The financial manager may want to value the business for many financial reasons, including a purchase, sales, merger, litigation, tax matter and attempt to expand the credit line. The valuation depends on the purpose at hand. Corporate valuation provides the financial manager with several sound ways to calculate what the entity is worth. The valuation methods may apply to any situation in which the value of the business must be made.

In valuing the business, the following factors should be taken into account; nature of the company and its major operations, competition, economic and politics, health of the industry, customer base, history of the business, degree of risk, trend and stability of earning, marketing factors, maturity of business, financial status, growth potential and quality of management.

As the first step in valuation, the key financial information must be accumulated and analyzed, including historical and foretasted financial statements. The major assumptions of the valuation must be clearly spelled out.

The valuation methods are based on assumption that an entity is a “going concern”. the valuation approaches may be profit or assets oriented. Earning may be capitalized at an appropriate multiplier.

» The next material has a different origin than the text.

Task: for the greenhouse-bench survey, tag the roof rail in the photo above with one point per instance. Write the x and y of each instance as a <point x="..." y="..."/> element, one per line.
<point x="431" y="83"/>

Future adjusted cash earnings may be discounted by the projected rate of return. Assets may be valued at fair market value, such as by appraisals.

Business valuation software exists, including those with many ratios and graphs. Software packages may use multiple valuation methods. The packages may include historical and projected earnings and cash flow date.

Reasons for valuation of business enterprise


1) Amalgamation or merger with another enterprise.
2) Closure and sale of assets due to liquidation or other reasons.
3) Assessment of fund-raising capacity and required rating by lenders.
4) Issue of shares.
5) Partial or full privatization.
6) The enterprise’s own internal exercise for the knowledge of owners and top executives.
7) Group restructuring exercise leading to mergers and DE-mergers inside the group.
8) Strategic alliances and joint ventures with domestic and international partners.
9) Sale (or exchange) of a few assets, brands and other claims.
10) Governmental requirements for taxation, securitization, etc.
11) Rehabilitation of a sick or dying enterprise.
12) Significant change to be made in the value-chain knowing the independent strength of value-drivers contributing to the value-chain of the enterprise.
13) Converting key employees into entrepreneurial employees and then into equal partners in the enterprise.
14) Valuation of goodwill for its presentation in the balance sheet or for charging royalty to dealers, representatives, group-members, etc.
15) Partial valuation of certain divisions and product-lines, for partial restructuring.